Iran foresees exporting 1.5-2.0 tonnes of caviar produced in its sturgeon farms this year amid a ban on commercial fishing of the threatened species in the Caspian Sea.
The world’s biggest exporter of the delicacy produced 1.2 tonnes of caviar last year in addition to 600 tonnes of sturgeon meat, head of Iran’s Fisheries Organization Hassan Salehi told Mehr News Agency.
Caviar harvest is projected to grow 60% to 2.5 tonnes this year, the official who is also Iran’s deputy agriculture minister separately said.
The countries around the Caspian Sea – Iran, Russia, Azerbaijan, Kazakhstan and Turkmenistan – account for more than 80% of caviar exports.
The landlocked waters are the breeding ground for the beluga sturgeon which produces the most expensive caviar in the world at about $400 an ounce.

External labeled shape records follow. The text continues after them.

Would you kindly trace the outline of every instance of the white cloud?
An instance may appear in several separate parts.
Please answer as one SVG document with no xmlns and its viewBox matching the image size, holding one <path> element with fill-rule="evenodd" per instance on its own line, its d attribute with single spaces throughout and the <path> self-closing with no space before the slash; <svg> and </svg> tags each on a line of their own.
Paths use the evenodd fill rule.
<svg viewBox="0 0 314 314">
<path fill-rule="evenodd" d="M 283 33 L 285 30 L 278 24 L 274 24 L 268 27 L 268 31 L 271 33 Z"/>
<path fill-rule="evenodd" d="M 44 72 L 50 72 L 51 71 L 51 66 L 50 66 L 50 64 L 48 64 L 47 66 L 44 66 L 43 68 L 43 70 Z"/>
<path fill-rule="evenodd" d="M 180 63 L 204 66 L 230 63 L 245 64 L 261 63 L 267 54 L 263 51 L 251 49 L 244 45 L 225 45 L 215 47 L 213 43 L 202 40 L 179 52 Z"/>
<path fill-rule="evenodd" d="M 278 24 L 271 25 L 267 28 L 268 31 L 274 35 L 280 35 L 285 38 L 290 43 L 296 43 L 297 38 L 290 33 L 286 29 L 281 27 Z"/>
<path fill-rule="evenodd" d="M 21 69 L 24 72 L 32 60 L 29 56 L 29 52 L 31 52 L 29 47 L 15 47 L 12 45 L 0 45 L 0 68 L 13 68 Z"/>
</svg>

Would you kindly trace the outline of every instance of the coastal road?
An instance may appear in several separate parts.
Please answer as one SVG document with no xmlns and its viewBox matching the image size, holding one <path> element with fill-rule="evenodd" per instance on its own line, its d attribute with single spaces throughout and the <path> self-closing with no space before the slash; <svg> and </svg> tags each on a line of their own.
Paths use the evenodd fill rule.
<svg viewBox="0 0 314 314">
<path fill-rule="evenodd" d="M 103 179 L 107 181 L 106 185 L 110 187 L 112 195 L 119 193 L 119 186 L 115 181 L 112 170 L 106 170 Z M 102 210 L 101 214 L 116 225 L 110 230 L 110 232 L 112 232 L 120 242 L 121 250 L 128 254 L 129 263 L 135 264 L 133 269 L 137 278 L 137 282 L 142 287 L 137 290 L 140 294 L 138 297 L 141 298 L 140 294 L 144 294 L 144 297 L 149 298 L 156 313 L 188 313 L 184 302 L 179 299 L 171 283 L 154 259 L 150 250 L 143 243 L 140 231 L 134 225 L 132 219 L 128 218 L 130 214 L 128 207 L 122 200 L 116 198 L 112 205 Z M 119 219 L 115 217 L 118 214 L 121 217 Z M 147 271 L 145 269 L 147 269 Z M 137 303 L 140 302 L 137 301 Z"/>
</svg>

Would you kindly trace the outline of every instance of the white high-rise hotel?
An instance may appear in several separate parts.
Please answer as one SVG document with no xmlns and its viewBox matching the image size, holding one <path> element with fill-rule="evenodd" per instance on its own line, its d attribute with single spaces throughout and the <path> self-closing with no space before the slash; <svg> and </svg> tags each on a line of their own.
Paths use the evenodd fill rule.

Sturgeon stocks however are dangerously depleted and threatened with extinction, forcing the UN's wildlife-protection arm CITES to impose a ban on the Caspian sturgeon fishing and trade in 2001.
The Convention on International Trade in Endangered Species of wild fauna and flora exempted Iran from the ban and left it with a license for legal international trade in caviar and sturgeon meat.
In 2010, the presidents of the five littoral states of the Caspian Sea agreed to ban sturgeon fishing for five years in order to improve stocks.
Salehi said the countries will most likely extend the embargo for another five years but poaching still remains a problem.
Russia is now a customer of the Iranian caviar “given the restrictions” it is facing, the official said.
“Certain countries continue illegal fishing in the Caspian Sea despite the ban,” he added.
Salehi touched on Iran’s conservation efforts, saying the country released 3.074 million sturgeon fingerlings from its hatcheries into the sea last year.
The fisheries organization meanwhile helped private investors breed fingerlings for the first time.
Sturgeon farming includes protecting females which take up to 18 years to become mature. Poachers usually leave those females to die along with the rest of their catch.
Salehi said Iran will open a sturgeon farming plant in the Caspian city of Sari this year with a capacity to produce 2,000 tonnes of meat and 10 tonnes of caviar per year.